From: Robert Jennings @ 2013-10-25 15:46 UTC (permalink / raw)
  To: linux-kernel
  Cc: linux-fsdevel, linux-mm, Alexander Viro, Rik van Riel,
	Andrea Arcangeli, Dave Hansen, Robert Jennings, Matt Helsley,
	Anthony Liguori, Michael Roth, Lei Li, Leonardo Garcia,
	Simon Jin, Vlastimil Babka

From: Robert C Jennings <rcj@linux.vnet.ibm.com>

This patch set would add the ability to move anonymous user pages from one
process to another through vmsplice without copying data.  Moving pages
rather than copying is implemented for a narrow case in this RFC to meet
the needs of QEMU's usage (below).

Among the restrictions the source address and destination addresses must
be page aligned, the size argument must be a multiple of page size,
and by the time the reader calls vmsplice, the page must no longer be
mapped in the source.  If a move is not possible the code transparently
falls back to copying data.

This comes from work in QEMU[1] to migrate a VM from one QEMU instance
to another with minimal down-time for the VM.  This would allow for an
update of the QEMU executable under the VM.

New flag usage
This introduces use of the SPLICE_F_MOVE flag for vmsplice, previously
unused.  Proposed usage is as follows:

 Writer gifts pages to pipe, can not access original contents after gift:
    vmsplice(fd, iov, nr_segs, (SPLICE_F_GIFT | SPLICE_F_MOVE);
 Reader asks kernel to move pages from pipe to memory described by iovec:
    vmsplice(fd, iov, nr_segs, SPLICE_F_MOVE);

Moving pages rather than copying is implemented for a narrow case in
this RFC to meet the needs of QEMU's usage.  If a move is not possible
the code transparently falls back to copying data.

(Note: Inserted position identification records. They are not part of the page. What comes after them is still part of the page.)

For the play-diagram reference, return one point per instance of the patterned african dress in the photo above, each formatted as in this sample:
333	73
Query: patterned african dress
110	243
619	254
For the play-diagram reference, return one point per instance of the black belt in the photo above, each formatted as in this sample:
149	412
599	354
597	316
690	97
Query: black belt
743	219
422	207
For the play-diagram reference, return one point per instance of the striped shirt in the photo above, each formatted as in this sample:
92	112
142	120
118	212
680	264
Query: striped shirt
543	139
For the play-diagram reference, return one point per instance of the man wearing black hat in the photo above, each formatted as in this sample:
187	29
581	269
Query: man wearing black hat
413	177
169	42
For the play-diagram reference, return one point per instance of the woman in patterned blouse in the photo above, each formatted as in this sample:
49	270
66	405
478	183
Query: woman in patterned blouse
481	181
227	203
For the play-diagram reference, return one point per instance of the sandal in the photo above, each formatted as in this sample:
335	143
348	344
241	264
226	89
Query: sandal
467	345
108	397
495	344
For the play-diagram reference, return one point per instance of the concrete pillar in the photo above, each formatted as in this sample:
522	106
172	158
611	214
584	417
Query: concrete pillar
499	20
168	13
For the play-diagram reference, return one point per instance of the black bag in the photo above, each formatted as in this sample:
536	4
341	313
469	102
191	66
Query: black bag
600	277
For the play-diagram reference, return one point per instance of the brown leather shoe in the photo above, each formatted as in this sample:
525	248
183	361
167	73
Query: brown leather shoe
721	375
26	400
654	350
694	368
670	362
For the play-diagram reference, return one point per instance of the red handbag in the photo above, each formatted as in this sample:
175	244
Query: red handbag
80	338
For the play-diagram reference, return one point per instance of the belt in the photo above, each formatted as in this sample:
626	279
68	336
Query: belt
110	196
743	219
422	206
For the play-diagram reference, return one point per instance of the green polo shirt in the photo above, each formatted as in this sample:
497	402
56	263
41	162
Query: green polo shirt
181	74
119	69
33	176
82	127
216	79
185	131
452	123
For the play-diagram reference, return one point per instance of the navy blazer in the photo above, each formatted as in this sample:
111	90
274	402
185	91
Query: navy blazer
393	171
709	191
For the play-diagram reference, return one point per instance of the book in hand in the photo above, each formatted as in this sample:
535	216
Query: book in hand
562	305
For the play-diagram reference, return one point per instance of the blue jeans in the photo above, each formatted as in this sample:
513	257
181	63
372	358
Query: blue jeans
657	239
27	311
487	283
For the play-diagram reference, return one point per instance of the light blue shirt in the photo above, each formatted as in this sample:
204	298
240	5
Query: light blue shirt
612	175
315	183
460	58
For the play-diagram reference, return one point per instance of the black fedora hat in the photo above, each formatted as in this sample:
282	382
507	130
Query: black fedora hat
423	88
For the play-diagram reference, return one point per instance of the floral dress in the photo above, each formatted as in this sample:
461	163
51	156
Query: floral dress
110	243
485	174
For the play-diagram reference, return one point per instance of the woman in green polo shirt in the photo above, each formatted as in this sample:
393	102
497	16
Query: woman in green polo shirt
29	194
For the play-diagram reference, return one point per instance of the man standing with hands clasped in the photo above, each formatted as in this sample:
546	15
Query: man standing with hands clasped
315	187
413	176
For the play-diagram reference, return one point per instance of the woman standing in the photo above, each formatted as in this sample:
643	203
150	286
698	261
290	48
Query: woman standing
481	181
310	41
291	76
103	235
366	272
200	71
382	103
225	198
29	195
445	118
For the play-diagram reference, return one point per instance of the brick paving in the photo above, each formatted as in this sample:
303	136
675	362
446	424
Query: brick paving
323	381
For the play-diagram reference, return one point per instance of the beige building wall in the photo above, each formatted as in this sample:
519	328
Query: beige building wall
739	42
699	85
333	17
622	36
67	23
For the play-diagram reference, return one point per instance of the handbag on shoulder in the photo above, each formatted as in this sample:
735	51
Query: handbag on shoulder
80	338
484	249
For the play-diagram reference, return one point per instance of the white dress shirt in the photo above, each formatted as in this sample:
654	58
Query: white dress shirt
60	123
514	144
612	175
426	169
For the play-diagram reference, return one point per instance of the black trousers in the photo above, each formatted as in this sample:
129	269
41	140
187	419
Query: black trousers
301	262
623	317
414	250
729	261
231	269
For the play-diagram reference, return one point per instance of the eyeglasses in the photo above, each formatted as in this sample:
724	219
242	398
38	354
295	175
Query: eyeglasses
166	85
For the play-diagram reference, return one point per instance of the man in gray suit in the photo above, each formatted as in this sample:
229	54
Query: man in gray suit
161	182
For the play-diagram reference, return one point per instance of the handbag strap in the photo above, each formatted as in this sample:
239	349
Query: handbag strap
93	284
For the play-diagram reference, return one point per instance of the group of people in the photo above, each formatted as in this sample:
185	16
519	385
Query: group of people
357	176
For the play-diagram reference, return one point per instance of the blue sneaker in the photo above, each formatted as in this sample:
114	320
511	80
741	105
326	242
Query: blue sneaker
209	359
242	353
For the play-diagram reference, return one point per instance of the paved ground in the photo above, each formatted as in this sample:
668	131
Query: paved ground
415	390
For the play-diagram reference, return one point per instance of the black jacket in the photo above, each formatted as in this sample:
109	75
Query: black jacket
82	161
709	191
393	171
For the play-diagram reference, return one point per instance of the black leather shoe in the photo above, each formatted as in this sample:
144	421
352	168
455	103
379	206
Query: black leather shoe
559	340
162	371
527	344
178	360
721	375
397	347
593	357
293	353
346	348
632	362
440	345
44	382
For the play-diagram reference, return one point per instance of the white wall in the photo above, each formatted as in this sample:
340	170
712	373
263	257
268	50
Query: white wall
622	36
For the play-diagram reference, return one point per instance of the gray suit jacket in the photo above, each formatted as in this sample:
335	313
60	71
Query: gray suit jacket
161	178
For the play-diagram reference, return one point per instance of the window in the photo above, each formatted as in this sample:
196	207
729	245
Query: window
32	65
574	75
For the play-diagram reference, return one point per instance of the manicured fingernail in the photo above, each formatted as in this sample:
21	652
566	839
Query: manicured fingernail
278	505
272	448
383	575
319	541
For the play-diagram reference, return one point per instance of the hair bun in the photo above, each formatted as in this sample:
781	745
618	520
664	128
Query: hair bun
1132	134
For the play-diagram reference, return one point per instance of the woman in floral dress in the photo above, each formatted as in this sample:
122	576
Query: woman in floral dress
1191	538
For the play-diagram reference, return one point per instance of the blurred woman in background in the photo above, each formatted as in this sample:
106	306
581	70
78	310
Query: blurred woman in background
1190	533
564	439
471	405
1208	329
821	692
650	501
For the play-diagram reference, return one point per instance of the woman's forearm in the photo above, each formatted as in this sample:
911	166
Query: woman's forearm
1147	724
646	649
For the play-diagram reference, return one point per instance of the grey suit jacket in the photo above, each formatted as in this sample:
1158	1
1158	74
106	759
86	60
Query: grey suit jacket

For older kernels the SPLICE_F_MOVE would be ignored and a copy would occur.

[1] QEMU localhost live migration:
http://lists.gnu.org/archive/html/qemu-devel/2013-10/msg02787.html

Changes from V1:
 - Cleanup zap coalescing in splice_to_pipe for readability
 - Field added to struct partial_page in v1 was unnecessary, using
   private field instead.
 - Read-side code in pipe_to_user pulled out into a new function
 - Improved documentation of read-side flipping code
 - Fixed locking issue in read-size flipping code found by sparse
 - Updated vmsplice comments for vmsplice_to_user(),
   vmsplice_to_pipe, and vmsplice syscall
_______________________________________________________

  vmsplice: unmap gifted pages for recipient
  vmsplice: Add limited zero copy to vmsplice

 fs/splice.c | 159 ++++++++++++++++++++++++++++++++++++++++++++++++++++++++----
 1 file changed, 150 insertions(+), 9 deletions(-)

-- 
1.8.1.2

--
To unsubscribe, send a message with 'unsubscribe linux-mm' in
the body to majordomo@kvack.org.  For more info on Linux MM,
see: http://www.linux-mm.org/ .
Don't email: <a href=mailto:"dont@kvack.org"> email@kvack.org </a>

^ permalink raw reply	[flat|nested] 5+ messages in thread

* [PATCH v2 1/2] vmsplice: unmap gifted pages for recipient
  2013-10-25 15:46 [PATCH v2 0/2] vmpslice support for zero-copy gifting of pages Robert Jennings
@ 2013-10-25 15:46 ` Robert Jennings
  2013-11-04 16:16   ` Vlastimil Babka
  2013-10-25 15:46 ` [PATCH v2 2/2] vmsplice: Add limited zero copy to vmsplice Robert Jennings
  2013-11-04 15:34 ` [PATCH v2 0/2] vmpslice support for zero-copy gifting of pages Vlastimil Babka
  2 siblings, 1 reply; 5+ messages in thread
From: Robert Jennings @ 2013-10-25 15:46 UTC (permalink / raw)
  To: linux-kernel
  Cc: linux-fsdevel, linux-mm, Alexander Viro, Rik van Riel,
	Andrea Arcangeli, Dave Hansen, Robert Jennings, Matt Helsley,
	Anthony Liguori, Michael Roth, Lei Li, Leonardo Garcia,
	Simon Jin, Vlastimil Babka

From: Robert C Jennings <rcj@linux.vnet.ibm.com>

Introduce use of the unused SPLICE_F_MOVE flag for vmsplice to zap
pages.

When vmsplice is called with flags (SPLICE_F_GIFT | SPLICE_F_MOVE) the
writer's gift'ed pages would be zapped.  This patch supports further work
to move vmsplice'd pages rather than copying them.  That patch has the
restriction that the page must not be mapped by the source for the move,
otherwise it will fall back to copying the page.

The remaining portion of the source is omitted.